While some students regard foreign language courses as mere graduation requirements, more and more have taken on language courses and minors to appear more marketable in the growing global business world. With more foreign companies opening branches on American soil and the United States’ own expansion in foreign markets, the demand for foreign language speakers is on the rise and students and business people alike have taken note.
WATCH YOUR LANGUAGE
The Boston Language Institute enrolls an average of 3,000 people a year, and offers classes in more than 140 languages from Spanish to Swahili. The programs attract people who are preparing for a trip abroad, marrying into a foreign culture and or studying for business purposes, Boston Language Institute President Siri Karm Singh Khalsa said.
With a more developed global market, he added that an increasing number of employees must communicate in other languages.
“We used to run on the assumption that if we wanted to do business with someone else, they’d speak English,” Khalsa said. “In the past 30 years of so, we’ve learned that though you can buy in any language, you need to sell in the language of the customer.”
Employers value people who can speak the common European languages – Spanish, French, German and Italian – as well as Asian and Middle Eastern languages, Khalsa said.
Since Sept. 11, the Boston Language Institute has seen higher enrollment in the Arabic, Farsi, Chinese and Japanese classes, he added.
“Before 9/11 we had about three calls a week for Arabic,” Khalsa said. “After 9/11, we had about 75 calls a week.”
Khalsa emphasized language proficiency alone is not enough in the business world. Businesses must also be culturally aware to succeed in global communication.
“It’s not just about language to language,” Khalsa said. “Now it’s about culture to culture. People from different cultures process information differently, think differently and understand the same situation differently.”
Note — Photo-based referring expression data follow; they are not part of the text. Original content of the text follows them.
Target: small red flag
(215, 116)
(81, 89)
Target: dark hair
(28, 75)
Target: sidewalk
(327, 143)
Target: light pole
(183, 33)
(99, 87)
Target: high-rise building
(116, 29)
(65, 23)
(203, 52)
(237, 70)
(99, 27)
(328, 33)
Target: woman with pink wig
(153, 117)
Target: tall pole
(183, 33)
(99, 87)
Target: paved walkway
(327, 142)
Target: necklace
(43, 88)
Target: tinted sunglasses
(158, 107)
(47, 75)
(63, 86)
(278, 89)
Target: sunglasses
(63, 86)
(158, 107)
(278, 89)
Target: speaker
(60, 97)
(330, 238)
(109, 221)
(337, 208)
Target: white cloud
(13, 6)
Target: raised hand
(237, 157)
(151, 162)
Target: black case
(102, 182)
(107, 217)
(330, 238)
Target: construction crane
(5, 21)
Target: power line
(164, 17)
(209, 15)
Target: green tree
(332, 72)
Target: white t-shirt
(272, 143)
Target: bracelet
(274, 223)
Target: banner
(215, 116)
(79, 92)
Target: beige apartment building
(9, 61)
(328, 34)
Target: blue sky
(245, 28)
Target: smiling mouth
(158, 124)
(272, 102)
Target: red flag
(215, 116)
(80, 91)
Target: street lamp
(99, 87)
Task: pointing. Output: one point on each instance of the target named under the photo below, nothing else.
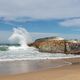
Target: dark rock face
(52, 45)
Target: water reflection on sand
(16, 67)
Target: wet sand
(46, 71)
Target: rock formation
(57, 45)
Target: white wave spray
(20, 36)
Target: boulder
(56, 45)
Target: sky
(41, 17)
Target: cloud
(4, 36)
(71, 22)
(39, 9)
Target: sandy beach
(66, 72)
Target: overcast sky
(51, 17)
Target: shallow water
(25, 66)
(29, 54)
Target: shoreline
(66, 72)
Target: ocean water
(23, 51)
(8, 53)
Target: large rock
(56, 45)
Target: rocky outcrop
(56, 45)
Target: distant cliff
(56, 45)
The Boston Language Institute frequently receives calls from companies looking to educate their employees on the proper etiquette to use when dealing with foreign business partners, Khalsa said. For example, American businesses working with their Japanese counterparts sometimes neglect to take their cultural differences into account – the Japanese, for example, greet each other with a bow. The higher the other person’s status, the deeper the bow.
YOU HAD ME AT HOLA
Many Boston-based companies have caught on to the multi-lingual trend. Liberty Mutual Insurance Company, headquartered in downtown Boston, hires bilingual employees for its customer service and sales departments, said Liberty Mutual University Relations Director Shawn Tubman. The company runs one of its websites entirely in Spanish, and has developed into a bilingual sales team that handles inquires and comments.
“We want a workforce that as closely as possible mirrors the changing marketplace,” he said.
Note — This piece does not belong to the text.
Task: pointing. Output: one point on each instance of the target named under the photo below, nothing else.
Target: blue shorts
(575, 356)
According to Tubman, Liberty Mutual values Spanish-speaking skills as an “asset in the interviewing process,” and looks for both internship experience and Spanish proficiency when assessing a prospective employee.
Other companies that offer foreign-language options to customers include CVS pharmacies, where customers can dial a 1-800 number and speak with an employee in any one of twenty languages, and Massachusetts General Hospital, which provides patients with a free interpreter through the Medical Interpreter Services program. According to its website, the program hires people who are fluent in both English and at least one other language, including oral and written communication.
IS BU READY?
Boston University romance studies department chair Christopher Maurer said former language majors have used their skills in jobs ranging from international education to journalism to government positions.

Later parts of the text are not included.